San Antonio—Johnson Capital announces that Ron Davis, senior vice president in the firm’s Dallas office has arranged $18.64 million in joint venture equity financing for the construction of two new student housing developments located in San Antonio and Akron, Ohio. The developer is The NRP Group LLC (NRP), which recently commenced construction on the two projects with scheduled completion prior to the fall 2014 semester.

The San Antonio complex is called The Luxx. It will contain 212 units with 668 beds and cost $32 million to build. The 15.12-acre site is just east of the main University of Texas, San Antonio campus on the north side of UTSA Boulevard.

In Akron, NRP is building The Depot, a $37 million project that will contain 192 units containing 624 beds.

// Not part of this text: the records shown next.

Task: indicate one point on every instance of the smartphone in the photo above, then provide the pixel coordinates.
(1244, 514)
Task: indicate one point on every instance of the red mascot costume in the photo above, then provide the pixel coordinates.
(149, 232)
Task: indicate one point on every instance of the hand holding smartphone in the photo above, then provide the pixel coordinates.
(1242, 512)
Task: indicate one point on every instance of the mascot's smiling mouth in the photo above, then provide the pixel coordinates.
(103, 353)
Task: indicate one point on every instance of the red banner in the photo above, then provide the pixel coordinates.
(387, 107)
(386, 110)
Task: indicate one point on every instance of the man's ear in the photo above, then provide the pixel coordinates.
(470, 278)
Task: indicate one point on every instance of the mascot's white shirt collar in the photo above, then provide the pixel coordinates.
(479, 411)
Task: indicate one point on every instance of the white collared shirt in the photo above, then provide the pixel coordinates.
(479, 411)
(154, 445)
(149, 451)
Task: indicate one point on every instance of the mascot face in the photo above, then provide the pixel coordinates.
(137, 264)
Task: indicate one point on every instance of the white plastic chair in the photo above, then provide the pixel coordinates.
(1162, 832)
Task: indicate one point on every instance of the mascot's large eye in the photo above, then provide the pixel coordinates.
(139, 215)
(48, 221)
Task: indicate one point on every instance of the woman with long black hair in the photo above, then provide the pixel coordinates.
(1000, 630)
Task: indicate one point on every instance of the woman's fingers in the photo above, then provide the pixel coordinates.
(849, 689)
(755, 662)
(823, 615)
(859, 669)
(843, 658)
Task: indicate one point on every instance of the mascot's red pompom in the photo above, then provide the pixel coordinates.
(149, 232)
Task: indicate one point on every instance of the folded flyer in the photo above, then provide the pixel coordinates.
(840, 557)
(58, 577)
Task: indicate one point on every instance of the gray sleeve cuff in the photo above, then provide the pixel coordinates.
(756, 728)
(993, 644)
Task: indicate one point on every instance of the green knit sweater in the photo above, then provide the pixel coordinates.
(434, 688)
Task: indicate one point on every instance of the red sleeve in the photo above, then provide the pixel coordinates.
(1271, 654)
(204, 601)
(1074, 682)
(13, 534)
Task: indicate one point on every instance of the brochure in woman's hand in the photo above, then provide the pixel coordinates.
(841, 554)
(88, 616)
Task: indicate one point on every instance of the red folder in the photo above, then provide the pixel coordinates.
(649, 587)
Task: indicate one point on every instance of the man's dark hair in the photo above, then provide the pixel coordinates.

The 3.3-acre site is located on the southwest boundary of the main University of Akron campus and is on the shuttle system.

Commenting on this transaction, Davis says, “These two transactions speak to our ability to bring together a top-five national multifamily developer with a private equity group to facilitate the development of top-tier assets. It is an example of the type of opportunities where we can add value for our development and capital clients.”

The equity capital was provided by a corporate investor that is looking to grow its portfolio.